Like the Taliban, the different terrorist groups in northern Mali are a disparate and divided lot. For the Taliban, a system of decentralised leadership has proved effective, in spite of relentless ISAF targeting. The Taliban strategic leadership, out of ISAF’s reach in Pakistan, sets out broad directives for local commanders. They then decide how to translate these into action, and the system has been extremely effective during elections. In Mali, terrorists organisations are even less homogeneous than the Taliban. A collection of interconnected networks, they are plagued by internal strife and leadership differences. Those that survived the French onslaught earlier this year are now either recuperating in the desert in southern Libya, or are starting a budding insurgency in Mali. The use of improvised explosive devises is frequent and suicide attacks – an unknown phenomenon in Mali until February 2013 –  are now a regular occurrence. So why did nothing significant happen on 28 July and 11 August? Most probably, it is because the different groups still have to regroup and reorganise. The short time lapse between their conventional defeat and the elections, the loss of their safe haven in the Adrar des Ifoghas and the death of many fighters must have made the groups incapable of orchestrating a coordinated effort.

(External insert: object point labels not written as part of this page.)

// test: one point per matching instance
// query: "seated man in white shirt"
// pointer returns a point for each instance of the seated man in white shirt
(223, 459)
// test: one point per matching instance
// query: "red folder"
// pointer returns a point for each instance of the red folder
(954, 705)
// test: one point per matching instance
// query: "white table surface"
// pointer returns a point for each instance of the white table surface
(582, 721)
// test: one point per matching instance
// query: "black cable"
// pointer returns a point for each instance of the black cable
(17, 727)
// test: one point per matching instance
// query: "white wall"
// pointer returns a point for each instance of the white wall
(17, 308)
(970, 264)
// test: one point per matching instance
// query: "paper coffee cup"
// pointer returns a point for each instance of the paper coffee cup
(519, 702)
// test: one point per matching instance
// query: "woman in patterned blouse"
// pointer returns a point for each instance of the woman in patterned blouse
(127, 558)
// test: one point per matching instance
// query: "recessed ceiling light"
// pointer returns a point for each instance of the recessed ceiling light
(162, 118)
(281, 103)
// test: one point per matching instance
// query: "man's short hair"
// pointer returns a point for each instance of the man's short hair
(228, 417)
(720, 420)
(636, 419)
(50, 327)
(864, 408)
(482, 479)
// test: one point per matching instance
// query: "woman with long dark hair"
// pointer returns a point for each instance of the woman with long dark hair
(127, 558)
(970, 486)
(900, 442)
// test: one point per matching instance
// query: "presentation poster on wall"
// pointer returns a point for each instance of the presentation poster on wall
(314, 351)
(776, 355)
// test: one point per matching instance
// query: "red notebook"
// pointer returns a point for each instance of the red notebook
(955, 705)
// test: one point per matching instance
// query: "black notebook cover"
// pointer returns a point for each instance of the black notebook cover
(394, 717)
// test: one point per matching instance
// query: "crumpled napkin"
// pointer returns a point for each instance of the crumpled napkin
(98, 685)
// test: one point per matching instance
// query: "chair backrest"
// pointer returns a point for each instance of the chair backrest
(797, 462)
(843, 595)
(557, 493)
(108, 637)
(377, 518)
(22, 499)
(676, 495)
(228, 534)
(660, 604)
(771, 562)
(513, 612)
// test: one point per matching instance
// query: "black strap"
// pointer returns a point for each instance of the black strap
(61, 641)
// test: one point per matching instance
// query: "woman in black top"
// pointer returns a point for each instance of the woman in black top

The absence of violent attacks during the elections in Mali is an indication of the current weakness of al Qaeda, MUJAO and Ansar Dine. This, however, does not mean they are defeated. The counter-terrorism instrument of offensive military action probably has met its limits. Any attempt to eradicate the remaining elements of radical Islamists by military means will probably pour petrol on the embers. What is now needed is a process of reconciliation between the different groups in northern Mali, from Tuareg to Arabs and Songhai. This will be a huge challenge for Ibrahim Boubacar Keïta, the elected President, who will also have to break out of a vicious circle of corruption and nepotism. But the good news is that these peaceful elections will at least offer him a window of opportunity. French insistence to hold elections sooner rather than later, despite strong voices against such a move, has thus far been proved right. Support by the international community beyond the military offensive and for the newly-elected government is therefore crucial. Above all, these elections should remind analysts of Sherlock Holmes’ dog that did not bark. One should not only focus on events that did happen, but also on those that did not, despite the fact that they could have happened. Considering MUJAO’s threat to disrupt the elections, the dog did indeed bark, but it certainly failed to bite.